On March 21, 2018, the Vermont Senate approved S.197, a bill that (1) establishes strict liability, jointly and severally, for any person who releases a toxic substance and (2) creates a private right of action for medical monitoring damages related to toxic substance exposure. The Vermont House Judiciary Committee split the bill in two after hearing extensive testimony. The strict liability provisions are now attached to an unrelated bill, S.123, while the medical monitoring provisions remain in S.197.
S.123: Strict Liability for Toxic Substance Release – Amending 10 V.S.A. ch. 159 §§ 6685-86
If adopted as currently drafted, this bill will change dramatically the way toxic substance releases are regulated and litigated in Vermont. First, the bill’s proposed new definition of “toxic substance” is sweeping. The definition includes any substance “identified as toxic or hazardous under state or federal law” as well as any substance “that has been shown at any time to cause increased risk of disease.”
Second, creating strict liability for releases would effectively invalidate environmental discharge permits provided by either the state or federal governments. The bill would expose an entity to strict liability for any release, regardless of whether the entity obtained a permit authorizing that discharge or activity.
Third, the bill proposes joint and several liability.

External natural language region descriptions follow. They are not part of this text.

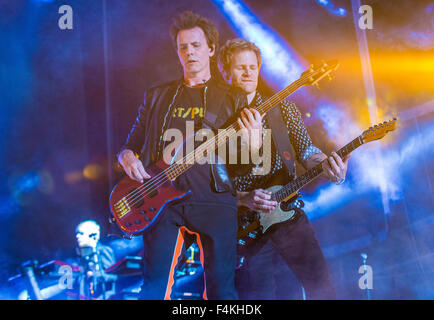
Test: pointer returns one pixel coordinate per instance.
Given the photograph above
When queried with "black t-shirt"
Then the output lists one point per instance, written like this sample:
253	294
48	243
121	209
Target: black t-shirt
189	110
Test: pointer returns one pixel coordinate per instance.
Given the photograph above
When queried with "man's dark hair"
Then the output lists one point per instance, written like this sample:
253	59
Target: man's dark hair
230	47
189	20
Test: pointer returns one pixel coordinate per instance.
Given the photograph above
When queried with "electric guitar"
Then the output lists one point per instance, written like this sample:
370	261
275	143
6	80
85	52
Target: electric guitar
136	206
253	224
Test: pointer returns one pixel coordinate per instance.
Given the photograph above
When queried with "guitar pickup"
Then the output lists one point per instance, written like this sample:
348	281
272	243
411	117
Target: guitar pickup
122	207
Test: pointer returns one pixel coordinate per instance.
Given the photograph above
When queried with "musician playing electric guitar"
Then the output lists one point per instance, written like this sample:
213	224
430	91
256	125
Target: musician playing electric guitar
209	212
295	239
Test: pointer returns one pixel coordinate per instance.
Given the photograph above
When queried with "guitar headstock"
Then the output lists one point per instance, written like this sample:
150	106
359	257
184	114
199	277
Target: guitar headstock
379	131
313	75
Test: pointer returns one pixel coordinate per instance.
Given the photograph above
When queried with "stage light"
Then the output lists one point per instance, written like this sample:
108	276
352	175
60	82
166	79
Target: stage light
280	63
92	171
331	8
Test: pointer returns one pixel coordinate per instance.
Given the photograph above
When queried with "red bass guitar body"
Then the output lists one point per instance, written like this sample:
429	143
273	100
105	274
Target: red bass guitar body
136	206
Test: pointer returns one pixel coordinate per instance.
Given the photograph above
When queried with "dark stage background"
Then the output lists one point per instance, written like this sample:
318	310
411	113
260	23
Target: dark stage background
69	97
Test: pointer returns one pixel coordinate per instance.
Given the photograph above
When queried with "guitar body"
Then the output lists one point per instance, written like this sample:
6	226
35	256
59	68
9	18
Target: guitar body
253	224
135	208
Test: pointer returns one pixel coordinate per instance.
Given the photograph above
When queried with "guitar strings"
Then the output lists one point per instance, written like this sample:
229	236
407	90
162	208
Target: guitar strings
147	187
161	178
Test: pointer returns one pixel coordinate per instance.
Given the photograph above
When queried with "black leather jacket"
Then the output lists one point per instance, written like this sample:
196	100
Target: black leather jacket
223	104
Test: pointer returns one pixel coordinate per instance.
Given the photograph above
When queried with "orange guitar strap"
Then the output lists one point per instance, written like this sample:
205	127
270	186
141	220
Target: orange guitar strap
176	254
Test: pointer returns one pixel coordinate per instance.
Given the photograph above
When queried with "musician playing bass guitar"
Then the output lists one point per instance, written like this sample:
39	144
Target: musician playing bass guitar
294	239
210	210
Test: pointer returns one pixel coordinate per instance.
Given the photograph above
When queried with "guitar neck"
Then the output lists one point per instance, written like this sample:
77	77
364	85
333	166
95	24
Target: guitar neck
313	173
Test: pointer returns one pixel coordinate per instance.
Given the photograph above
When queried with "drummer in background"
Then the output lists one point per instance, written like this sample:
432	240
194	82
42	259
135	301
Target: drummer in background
89	281
93	283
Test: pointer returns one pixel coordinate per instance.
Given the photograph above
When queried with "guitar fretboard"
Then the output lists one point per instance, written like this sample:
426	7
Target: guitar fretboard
313	173
179	167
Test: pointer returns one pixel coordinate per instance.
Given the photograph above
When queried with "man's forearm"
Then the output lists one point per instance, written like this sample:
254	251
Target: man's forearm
315	159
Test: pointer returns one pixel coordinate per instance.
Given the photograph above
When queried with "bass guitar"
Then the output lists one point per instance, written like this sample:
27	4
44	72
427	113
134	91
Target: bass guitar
253	224
136	206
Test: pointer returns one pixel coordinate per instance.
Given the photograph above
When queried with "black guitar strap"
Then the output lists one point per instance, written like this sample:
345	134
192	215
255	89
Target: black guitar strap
279	132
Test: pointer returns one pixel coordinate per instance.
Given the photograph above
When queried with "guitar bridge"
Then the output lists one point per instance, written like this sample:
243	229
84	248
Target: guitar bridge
122	207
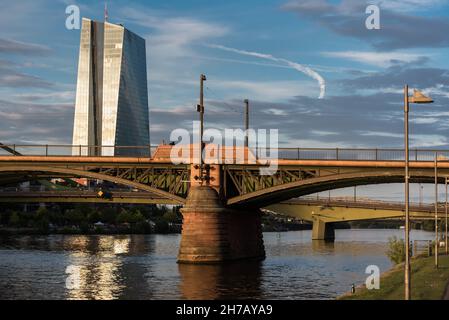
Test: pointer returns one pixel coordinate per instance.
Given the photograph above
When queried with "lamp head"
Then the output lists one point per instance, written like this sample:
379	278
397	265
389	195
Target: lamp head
419	97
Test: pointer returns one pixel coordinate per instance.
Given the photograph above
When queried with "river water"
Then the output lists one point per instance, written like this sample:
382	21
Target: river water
144	267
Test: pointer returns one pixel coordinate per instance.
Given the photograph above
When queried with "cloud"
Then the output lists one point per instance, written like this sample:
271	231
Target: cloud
36	123
398	76
299	67
15	79
398	29
8	46
380	59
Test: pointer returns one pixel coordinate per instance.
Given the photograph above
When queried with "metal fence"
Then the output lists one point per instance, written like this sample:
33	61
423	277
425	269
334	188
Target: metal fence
259	153
76	150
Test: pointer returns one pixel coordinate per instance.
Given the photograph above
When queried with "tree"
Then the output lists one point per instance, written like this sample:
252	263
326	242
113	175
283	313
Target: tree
14	219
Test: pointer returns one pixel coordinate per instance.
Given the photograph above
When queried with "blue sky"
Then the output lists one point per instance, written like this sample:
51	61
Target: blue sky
364	70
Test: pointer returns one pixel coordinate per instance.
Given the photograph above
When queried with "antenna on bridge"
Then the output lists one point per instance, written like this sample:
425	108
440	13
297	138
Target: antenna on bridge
246	121
106	15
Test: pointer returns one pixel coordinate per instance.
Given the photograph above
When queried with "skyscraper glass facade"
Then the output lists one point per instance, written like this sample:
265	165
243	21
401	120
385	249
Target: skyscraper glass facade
111	98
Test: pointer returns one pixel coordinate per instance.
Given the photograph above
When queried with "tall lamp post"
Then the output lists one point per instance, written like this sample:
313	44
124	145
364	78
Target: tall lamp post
445	209
436	210
417	97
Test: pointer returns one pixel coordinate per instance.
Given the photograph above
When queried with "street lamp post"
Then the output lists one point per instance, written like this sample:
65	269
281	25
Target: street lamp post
417	97
436	210
445	209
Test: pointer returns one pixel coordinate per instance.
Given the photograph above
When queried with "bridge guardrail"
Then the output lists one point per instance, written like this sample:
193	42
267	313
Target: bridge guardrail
282	153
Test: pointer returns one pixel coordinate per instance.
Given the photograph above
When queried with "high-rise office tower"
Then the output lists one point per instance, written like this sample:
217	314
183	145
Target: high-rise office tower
111	94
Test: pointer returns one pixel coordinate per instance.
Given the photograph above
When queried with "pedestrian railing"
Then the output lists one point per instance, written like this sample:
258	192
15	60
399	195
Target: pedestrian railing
260	153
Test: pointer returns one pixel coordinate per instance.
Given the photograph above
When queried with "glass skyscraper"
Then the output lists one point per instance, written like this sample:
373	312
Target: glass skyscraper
111	94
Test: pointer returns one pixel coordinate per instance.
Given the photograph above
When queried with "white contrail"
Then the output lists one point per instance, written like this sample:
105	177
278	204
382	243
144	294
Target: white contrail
304	69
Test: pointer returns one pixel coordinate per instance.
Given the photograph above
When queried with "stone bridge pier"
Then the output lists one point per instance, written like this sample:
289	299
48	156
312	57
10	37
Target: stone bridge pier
213	233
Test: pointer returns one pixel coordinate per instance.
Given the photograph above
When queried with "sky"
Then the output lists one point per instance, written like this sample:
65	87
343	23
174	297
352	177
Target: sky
310	68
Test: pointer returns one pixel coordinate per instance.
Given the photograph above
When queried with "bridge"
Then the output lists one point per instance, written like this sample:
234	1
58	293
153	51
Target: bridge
323	213
221	214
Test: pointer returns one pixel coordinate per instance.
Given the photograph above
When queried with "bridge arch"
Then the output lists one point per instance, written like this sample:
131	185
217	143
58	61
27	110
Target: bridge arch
282	192
28	170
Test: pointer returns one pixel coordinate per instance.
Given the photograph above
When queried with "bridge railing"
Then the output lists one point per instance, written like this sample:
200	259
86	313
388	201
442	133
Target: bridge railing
350	200
358	154
75	150
282	153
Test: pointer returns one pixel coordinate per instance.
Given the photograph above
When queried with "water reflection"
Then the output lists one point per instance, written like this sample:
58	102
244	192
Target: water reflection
228	281
323	246
144	267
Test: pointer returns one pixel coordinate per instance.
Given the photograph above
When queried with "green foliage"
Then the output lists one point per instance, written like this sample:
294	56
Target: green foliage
396	250
172	216
108	215
161	225
14	219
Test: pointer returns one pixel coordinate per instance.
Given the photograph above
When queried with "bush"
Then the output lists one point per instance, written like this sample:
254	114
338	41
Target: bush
396	250
14	219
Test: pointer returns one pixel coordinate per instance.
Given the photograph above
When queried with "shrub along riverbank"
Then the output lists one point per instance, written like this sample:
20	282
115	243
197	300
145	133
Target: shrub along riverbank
428	283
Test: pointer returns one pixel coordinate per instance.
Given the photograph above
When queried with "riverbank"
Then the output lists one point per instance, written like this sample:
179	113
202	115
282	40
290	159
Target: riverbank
427	282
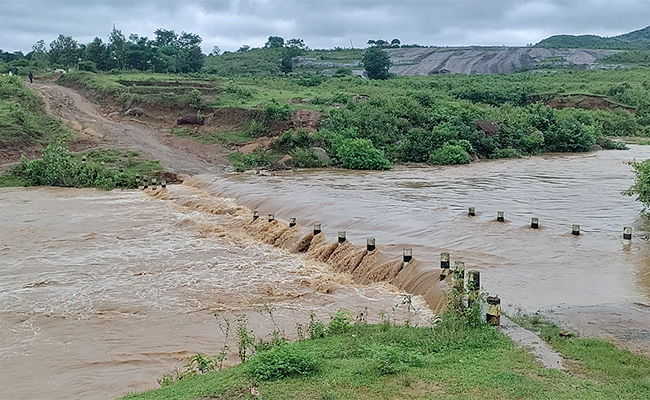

Any company found to be liable for any part of the release would be liable for all of the damages. Companies would still be able to sue others for contribution. Fourth, the right to seek contribution under the draft bill includes the right to sue a manufacturer for failure to warn of “a toxic substance’s propensity to cause the harm complained of.” However, the bill fails to identify who the manufacturer must warn. The language only refers vaguely to warning “a person.” This hearkens to California’s long-criticized Proposition 65 and its far-reaching consequences.
In an effort to protect consumers and business interests, S.123 also calls for the Commission of Financial Regulation to monitor how the bill affects pricing and availability of insurance in Vermont. The bill proposes an effective date of July 1, 2019 for strict liability, and would apply only prospectively.
S. 197: Medical Monitoring Damages – Amending 12 V.S.A. ch. 219 §§ 7201-02
If adopted in its current form, the amendment would set a low bar for plaintiffs seeking medical monitoring damages. The amendment would allow a plaintiff “with or without a present injury or disease” to bring suit against a person who released a toxic substance. The plaintiff would have to show that (1) they were exposed as the result of tortious conduct by the defendant, (2) there is a “probable link between exposure . . . and a latent disease,” (3) the plaintiff’s exposure increases the risk of contracting the latent disease, (4) diagnostic testing is reasonably necessary, and (5) medical tests or procedures exist to detect the latent disease. As it stands, the amendment does not require the plaintiff to show a disease is even likely to occur, only that there is an increased risk. The draft bill’s proposed effective date is July 1, 2018.
The implications of these bills for entities engaged in activities related to toxic substances in Vermont, including manufacturers whose products end up in Vermont, are broad. We will continue to monitor S.123 and S.197. If passed, the bills will push Vermont-related entities to carefully analyze their compliance regimes and reconsider their appetite for toxic tort liability.